Q: Can inhalation sedation reducing the pain ? Does the child receiving IHS need an injection for dental treatment ?
A: Well, the IHS itself is not the method designed for pain ellimination, but it is used for reducing the patient anxiety and fear. It means, the standard ‘injection’ can be necessary to anaestetise the tooth. Child may still need to have local anaesthetic (injection) as part of the treatment but this will be carried out once they are sedated.
Q: What are the other benefits of IHS apart from reducing fear and anxiety ?
A: IHS can be very helpful if your child tends to gag during dental treatment. It can also help if child is severely afraid of injections or extractions. Child may have the dental treatment carried out without being scared.
Q: What are the feelings when child is receiving ‘gas’ sedation?
A: A ‘soft’ mask will be placed over child’s nose. Breathing of the ‘happy air’ – a mixture of two gases: nitrous oxide and oxygen – is causing the relaxing effect and child will feel more comfortable with dental treatment. The most common reactions include a tingling feeling – ‘tins and pins’ in the arms and fingers, a feeling of well-being, a floating sensations.
Q: Who can assist me and my child
The dentist and dental nurse will help put your child at ease by talking softly and calmly throughout the treatment. When the dental treatment is finished, the dentist will turn off the ‘happy air’.
Q: If my child is having a cold, can dentist use inhalation sedation?
A: No, if child is unable to breathe through their nose due to heavy cold, the gas sedation will not work. Parent should call the clinic to rearrange the appointment.
Q: Who can help me, if I am having some concern regarding some details of HIS ?
Parent should contact the HIS provider in case of any other queries relating to child’s health.
Q: What is the alternative sedation method if my child does not respond to IHS ?

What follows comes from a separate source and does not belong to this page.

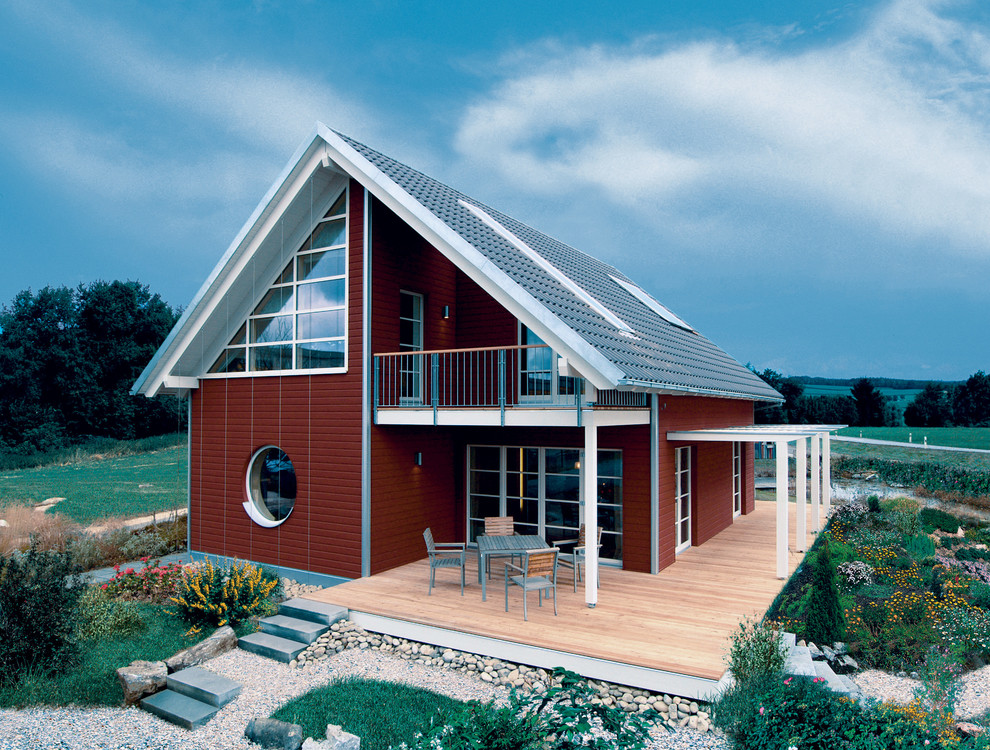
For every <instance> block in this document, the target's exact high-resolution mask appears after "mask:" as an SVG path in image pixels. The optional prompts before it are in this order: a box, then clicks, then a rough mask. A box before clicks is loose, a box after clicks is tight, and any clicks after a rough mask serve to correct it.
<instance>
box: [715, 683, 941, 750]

A: Depending on the individual susceptibility, the inhalation sedation may not be sufficient for anxiety control. Therefore, more efficient and deeper form of sedation may be necessary, including a general anaesthesia. Parent can discuss all options with dentist during child’s initial appointment and ask any questions.
Q: Do I need to sign a consent for IHS?
A:.Yes, parent is asked to sign a ‘consent form’ which is the evidence of parent’ agreement to the treatment. This can be done on the separate, pre-assessment visit. During consenting procedure parent has also the opportunity to ask any questions and to make sure he/she understand what the procedure involves.